Vraiment, de toute évidence, je crois que nous n'avons pas vu la même performance. J'ai été extrêmement touché par la liberté et les propositions de cet événement. Ayant vu plus d’une œuvre de Jean Ranger à travers les années,  ce que l’auteur de cette critique n’a manifestement pas saisi est à quelle point toute l’idée du spectacle était de passer à un mode de compréhension plus intuitif et d’ouvrir sa perception afin de saisir un langage multicouches ou l’idée de saisir une idée ou de cerner une unique proposition devient sans intérêt. Les gens auquel j’ai discuté à la sortie de la performance avaient une excitation bien palpable, si un travail parvient à stimuler, inspirer et ouvrir un sens de possibilités au lieu de nous maintenir dans le confort de notre propre ironie, cela représente à mes yeux un succès. Le travail visuel était fort et savait  aussi se faire discret et laisser la place aux interprètes. La musique, très actuelle, était capable de nous faire voyager dans des zones d’ombre, festive et féline. D’ailleurs les gens peuvent juger d’eux même si le contenu vidéo est pertinent en allant voir sur le site de www.mindroots.com ou il est possible de voir quelqu’un qui poursuit généreusement la création d’un langage singulier. Pour d’autres critiques à mon avis plus juste (et moins ado) du spectacle allez lire plutôt : http://www.dfdanse.com/article694.html ou encore : http://www.quadrantcrossing.org/blog/C2043341080/E1649708448/

Caroline F.



De Citron, posté le 18.12.05 à 03:08

Vraiment, de toute évidence, je crois que Caroline F. n\'a pas de goût, étant donné qu\'une musique "faisant voyager dans des zones d\'ombre, festive et féline" n\'est pas quelque chose de positif; les références au cercle de la vie ou à la place de l\'individu dans la collectivité non plus, d\'ailleurs. "Les constellations dynamiques" est une performance fade et sans intérêt, à moins que l\'on s\'intéresse à ce qu\'a l\'habitude d\'afficher la SAT, soit des oeuvres dépassés et très peu originales tournant autour de fausses problématiques, visant un public ignorant qui se satisfait dans la médiocrité. On a tous compris que la technologie pouvait être un facteur de déshumanisation tout en rapprochant les hommes, pas la peine d\'en faire une performance. Alors, Caroline, tu arrêtes de t\'intéresser au rapport entre l\'homme et la technologie, tu ne retournes plus jamais à la SAT, tu te renseignes sur des artistes qui valent mieux que Johnny Ranger (et qui n\'exposent pas à la SAT) et tout ira mieux.

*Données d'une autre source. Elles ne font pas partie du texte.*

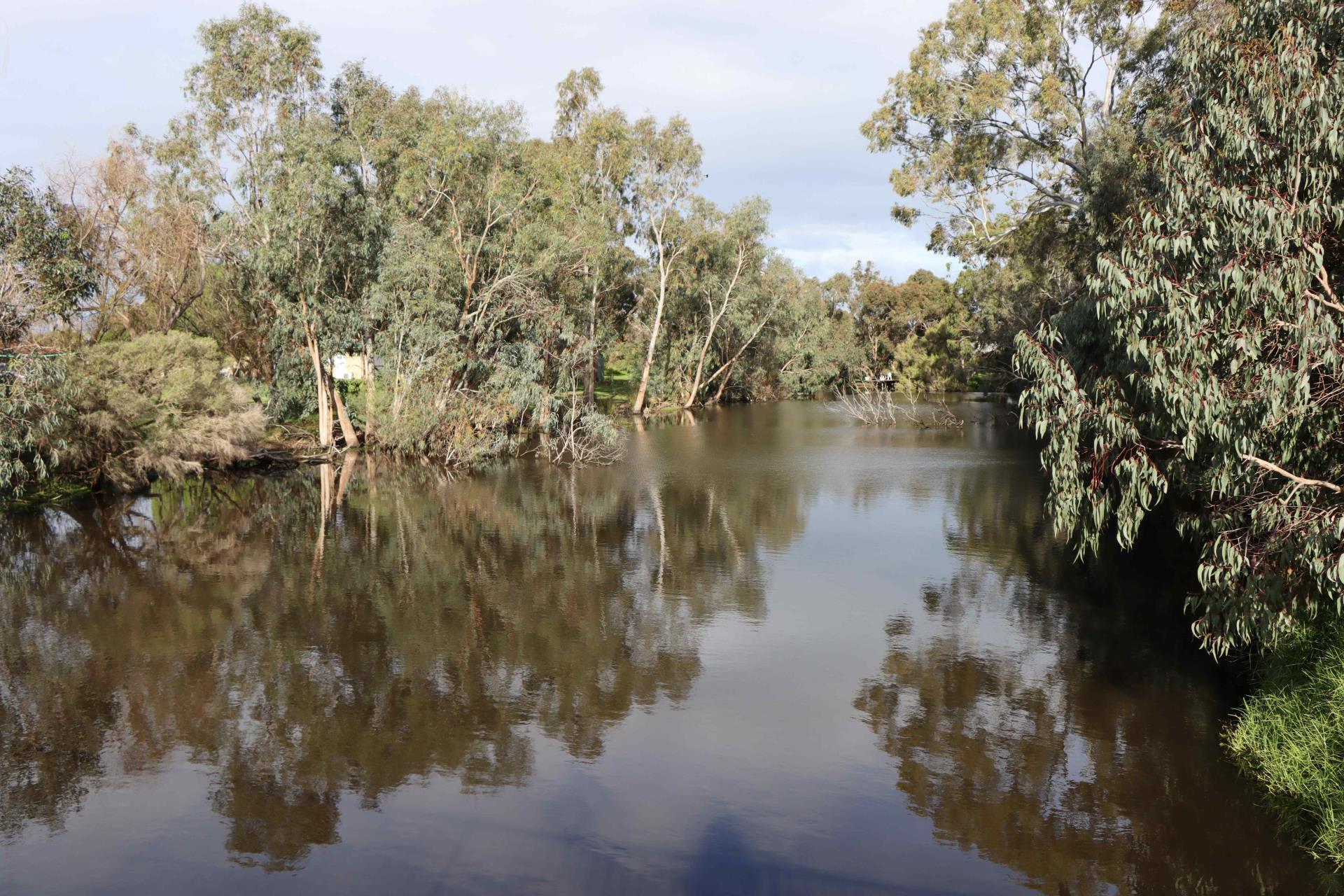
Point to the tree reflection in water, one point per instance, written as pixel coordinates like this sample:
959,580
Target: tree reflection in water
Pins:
1037,722
347,631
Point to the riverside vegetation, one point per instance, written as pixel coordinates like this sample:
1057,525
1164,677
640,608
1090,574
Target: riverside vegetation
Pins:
1144,200
1163,183
500,282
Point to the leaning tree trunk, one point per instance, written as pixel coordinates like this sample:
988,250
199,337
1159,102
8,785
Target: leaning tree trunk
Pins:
648,360
324,412
347,429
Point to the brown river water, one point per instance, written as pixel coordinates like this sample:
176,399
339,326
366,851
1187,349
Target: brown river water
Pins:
771,652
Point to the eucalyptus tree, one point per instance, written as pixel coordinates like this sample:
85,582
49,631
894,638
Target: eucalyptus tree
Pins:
667,172
43,270
1014,130
594,147
457,285
1222,379
734,257
319,255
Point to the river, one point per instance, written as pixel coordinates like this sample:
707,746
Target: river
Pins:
771,652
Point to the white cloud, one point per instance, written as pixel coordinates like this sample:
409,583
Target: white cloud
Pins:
776,92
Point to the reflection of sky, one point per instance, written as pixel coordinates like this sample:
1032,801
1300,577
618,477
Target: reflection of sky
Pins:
766,776
776,92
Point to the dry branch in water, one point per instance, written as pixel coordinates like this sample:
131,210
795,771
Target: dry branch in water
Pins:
882,409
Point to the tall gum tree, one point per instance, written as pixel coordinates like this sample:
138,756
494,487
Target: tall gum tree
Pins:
667,172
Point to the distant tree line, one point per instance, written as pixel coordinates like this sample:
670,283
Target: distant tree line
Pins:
491,280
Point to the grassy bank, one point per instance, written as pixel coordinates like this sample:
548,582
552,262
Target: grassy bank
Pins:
1289,735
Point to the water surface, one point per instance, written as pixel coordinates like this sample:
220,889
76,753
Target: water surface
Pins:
769,652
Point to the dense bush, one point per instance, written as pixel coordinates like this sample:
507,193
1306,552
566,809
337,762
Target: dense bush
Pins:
1221,375
124,413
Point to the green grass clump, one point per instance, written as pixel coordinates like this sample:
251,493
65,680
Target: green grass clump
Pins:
617,387
1289,735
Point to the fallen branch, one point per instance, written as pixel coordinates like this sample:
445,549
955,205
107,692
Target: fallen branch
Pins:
1298,480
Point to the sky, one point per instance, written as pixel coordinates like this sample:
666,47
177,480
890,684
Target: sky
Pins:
774,92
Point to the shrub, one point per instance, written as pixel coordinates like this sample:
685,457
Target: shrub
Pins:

De Stoubidou, posté le 18.12.05 à 03:12

Si la plupart des sots se contentent de faire des sorties culturelles dans leur coin, d’autres tenteront d’exprimer leur opinion sur la place publique. Ici, nous avons donc Caroline F.qui se rendit aux Constellations Dynamiques et qui trouva la performance « féline », « actuelle » et « stimulante ». Incertaine de la valeur de ses convictions, elle regarda autour d’elle et put palper l’excitation qu’elle ressentait elle aussi. Contente de n’avoir pas dépensé dix huit dollars pour rien, elle rentra chez elle et consulta quelques critiques sur le web, mais en trouva une qui ne correspondait pas à ses idées : la mienne.

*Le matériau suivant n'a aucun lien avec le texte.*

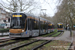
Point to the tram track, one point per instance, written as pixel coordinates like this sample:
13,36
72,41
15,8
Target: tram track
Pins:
27,44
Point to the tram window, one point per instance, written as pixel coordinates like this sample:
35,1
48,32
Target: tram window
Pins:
60,26
41,23
35,24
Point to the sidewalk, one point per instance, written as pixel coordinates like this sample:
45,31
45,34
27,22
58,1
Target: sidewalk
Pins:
65,36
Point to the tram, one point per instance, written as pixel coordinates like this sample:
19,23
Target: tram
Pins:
27,25
60,27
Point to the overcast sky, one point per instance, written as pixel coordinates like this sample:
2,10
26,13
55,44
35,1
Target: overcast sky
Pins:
49,5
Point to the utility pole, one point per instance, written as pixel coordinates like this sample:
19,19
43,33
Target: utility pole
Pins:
44,12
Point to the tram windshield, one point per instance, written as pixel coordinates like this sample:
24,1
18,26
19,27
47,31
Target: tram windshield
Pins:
60,26
17,22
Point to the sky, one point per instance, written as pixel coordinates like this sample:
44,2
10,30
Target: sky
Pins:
48,7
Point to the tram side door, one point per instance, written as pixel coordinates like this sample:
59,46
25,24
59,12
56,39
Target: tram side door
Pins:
30,27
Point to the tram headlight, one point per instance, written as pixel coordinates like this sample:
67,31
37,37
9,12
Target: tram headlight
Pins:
22,30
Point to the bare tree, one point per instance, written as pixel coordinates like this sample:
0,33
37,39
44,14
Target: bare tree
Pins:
19,5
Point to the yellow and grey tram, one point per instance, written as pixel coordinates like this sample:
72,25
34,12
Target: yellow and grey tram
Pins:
26,25
60,27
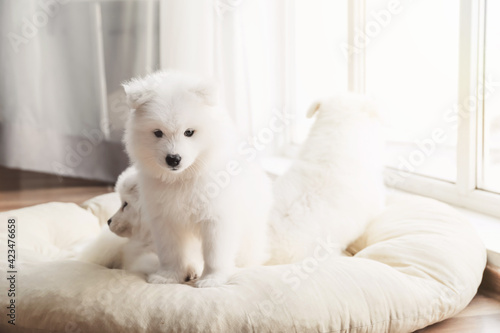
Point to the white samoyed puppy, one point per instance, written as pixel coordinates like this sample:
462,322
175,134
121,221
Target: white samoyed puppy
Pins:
194,186
335,185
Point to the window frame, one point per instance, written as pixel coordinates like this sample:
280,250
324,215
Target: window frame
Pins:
466,191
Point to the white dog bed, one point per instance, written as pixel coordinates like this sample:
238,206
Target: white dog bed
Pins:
418,263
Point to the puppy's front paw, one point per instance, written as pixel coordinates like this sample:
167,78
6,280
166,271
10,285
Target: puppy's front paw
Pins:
164,277
211,280
191,274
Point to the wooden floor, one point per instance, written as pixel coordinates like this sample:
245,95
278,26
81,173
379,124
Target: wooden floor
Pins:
21,189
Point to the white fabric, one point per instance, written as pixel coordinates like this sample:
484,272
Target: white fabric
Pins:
418,263
239,43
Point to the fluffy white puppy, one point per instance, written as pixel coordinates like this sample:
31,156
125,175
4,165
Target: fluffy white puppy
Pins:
193,183
335,185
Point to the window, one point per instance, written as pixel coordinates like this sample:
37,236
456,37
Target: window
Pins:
435,65
489,155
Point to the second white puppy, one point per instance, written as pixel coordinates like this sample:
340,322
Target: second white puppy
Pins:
193,185
138,253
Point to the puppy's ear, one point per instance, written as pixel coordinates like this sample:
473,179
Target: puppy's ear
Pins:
312,109
138,91
208,91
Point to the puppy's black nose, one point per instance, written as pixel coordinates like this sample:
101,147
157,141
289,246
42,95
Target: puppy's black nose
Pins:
173,160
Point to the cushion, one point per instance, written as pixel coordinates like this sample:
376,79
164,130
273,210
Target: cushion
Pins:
418,263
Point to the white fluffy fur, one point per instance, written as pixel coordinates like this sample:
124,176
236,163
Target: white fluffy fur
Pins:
182,205
138,253
334,187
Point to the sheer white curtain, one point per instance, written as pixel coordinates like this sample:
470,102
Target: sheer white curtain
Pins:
61,65
241,43
61,105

Caroline, si je puis me permettre ; vous faites fausse route. Il est inutile de vous lire au complet pour comprendre que vos écrits ne sont qu’un ramassis d’âneries.

Tout d’abord, j’aimerais répondre à vos accusations concernant l’ « adolescence » de mon article. Comment osez-vous entrer sur le terrain miné des attaques personnelles alors que vous-même n’êtes pas irréprochable ? En effet ; relisez votre minable petit commentaire et constatez de vous-même : le participe passé employé avec le verbe être s’accorde avec le sujet (à moins que votre nom ne soit en fait Carolin). Par ailleurs, je me demande si vous ne ronfliez pas en classe lorsque le professeur disait que « les gens auquel j’ai discuté », ça ne se disait pas. Tout le monde ne maîtrise pas la langue de Molière, mais moi, l’ « ado », j’ai le mérite de le faire mieux que vous.

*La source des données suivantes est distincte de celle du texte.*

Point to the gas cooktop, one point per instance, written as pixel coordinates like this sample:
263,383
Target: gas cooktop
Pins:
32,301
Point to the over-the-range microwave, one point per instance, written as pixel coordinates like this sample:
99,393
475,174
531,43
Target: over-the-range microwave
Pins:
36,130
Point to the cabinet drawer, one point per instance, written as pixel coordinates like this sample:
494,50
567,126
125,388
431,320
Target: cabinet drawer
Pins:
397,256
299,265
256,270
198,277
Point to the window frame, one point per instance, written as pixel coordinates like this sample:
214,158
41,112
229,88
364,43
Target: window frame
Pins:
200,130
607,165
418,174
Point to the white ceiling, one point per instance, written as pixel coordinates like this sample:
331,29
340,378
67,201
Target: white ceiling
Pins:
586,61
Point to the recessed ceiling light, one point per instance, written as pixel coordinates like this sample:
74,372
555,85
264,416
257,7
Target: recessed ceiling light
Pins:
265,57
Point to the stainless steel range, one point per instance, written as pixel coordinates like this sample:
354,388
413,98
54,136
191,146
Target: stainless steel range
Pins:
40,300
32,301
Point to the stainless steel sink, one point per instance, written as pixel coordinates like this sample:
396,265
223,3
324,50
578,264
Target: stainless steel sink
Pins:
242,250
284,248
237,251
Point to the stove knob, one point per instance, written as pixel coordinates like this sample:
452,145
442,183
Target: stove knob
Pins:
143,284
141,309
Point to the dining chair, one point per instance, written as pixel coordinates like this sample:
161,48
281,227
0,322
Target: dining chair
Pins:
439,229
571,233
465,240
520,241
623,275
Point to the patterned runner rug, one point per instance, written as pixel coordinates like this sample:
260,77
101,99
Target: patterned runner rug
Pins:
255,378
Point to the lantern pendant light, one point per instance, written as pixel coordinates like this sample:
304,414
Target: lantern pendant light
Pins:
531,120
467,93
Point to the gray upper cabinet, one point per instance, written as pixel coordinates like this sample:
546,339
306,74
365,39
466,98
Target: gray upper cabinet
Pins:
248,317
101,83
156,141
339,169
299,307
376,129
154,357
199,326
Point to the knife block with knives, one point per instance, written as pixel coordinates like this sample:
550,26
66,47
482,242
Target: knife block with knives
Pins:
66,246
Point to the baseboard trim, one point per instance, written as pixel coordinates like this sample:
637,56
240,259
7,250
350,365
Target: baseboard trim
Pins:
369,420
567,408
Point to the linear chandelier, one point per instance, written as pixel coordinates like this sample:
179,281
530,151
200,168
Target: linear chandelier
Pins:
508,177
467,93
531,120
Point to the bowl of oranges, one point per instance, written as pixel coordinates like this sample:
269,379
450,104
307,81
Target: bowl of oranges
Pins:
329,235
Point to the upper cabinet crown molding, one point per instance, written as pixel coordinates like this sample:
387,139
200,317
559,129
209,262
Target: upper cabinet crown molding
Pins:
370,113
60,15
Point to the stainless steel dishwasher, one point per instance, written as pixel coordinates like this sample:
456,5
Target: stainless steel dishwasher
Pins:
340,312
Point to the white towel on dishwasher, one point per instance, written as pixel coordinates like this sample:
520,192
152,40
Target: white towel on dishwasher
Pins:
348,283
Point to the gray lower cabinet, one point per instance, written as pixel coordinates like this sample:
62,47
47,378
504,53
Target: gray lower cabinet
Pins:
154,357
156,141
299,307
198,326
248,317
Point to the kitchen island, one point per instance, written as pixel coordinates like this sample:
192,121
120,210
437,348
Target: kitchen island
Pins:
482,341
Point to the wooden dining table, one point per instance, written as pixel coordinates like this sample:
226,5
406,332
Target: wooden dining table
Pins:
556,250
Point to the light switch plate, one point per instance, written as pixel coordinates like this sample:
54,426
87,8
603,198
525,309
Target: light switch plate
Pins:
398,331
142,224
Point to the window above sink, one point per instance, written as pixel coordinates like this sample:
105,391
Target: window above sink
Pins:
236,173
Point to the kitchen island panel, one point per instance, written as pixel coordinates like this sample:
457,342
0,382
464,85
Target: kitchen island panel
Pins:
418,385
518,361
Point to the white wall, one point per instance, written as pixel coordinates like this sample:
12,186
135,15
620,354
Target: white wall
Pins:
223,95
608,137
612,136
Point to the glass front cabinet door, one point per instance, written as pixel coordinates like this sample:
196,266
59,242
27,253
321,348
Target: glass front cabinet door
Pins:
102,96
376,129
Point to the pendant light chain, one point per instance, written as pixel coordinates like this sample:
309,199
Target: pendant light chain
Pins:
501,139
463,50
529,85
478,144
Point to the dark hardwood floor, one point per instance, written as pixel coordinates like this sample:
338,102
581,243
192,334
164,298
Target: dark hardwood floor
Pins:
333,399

Pour ce qui est de la pertinence de la démarche et de la qualité des autres critiques, j’ai préféré citer la page web directement, pour que l’interprétation personnelle ne soit pas de mise. Le site explique donc :

 

Inspiré des carnets électroniques des voyages de Johnny Ranger en Inde, au Brésil, à Bali et aux États-Unis en contre-balancement d’une vie à Montréal et dans ses environs, Les constellations dynamiques invite le spectateur à se laisser absorbé (Notez que l’auteur de ce paragraphe a appris le Français aux côtés de Me F.) dans la réalité perceptive d’un peintre qui compose avec un univers de signes et de sens qui s’entremêlent et s’entrechoquent. «Je ne cherchais pas à imposer ma vision au réel, mais à cueillir des résonances sur le sentier de mes attirances.»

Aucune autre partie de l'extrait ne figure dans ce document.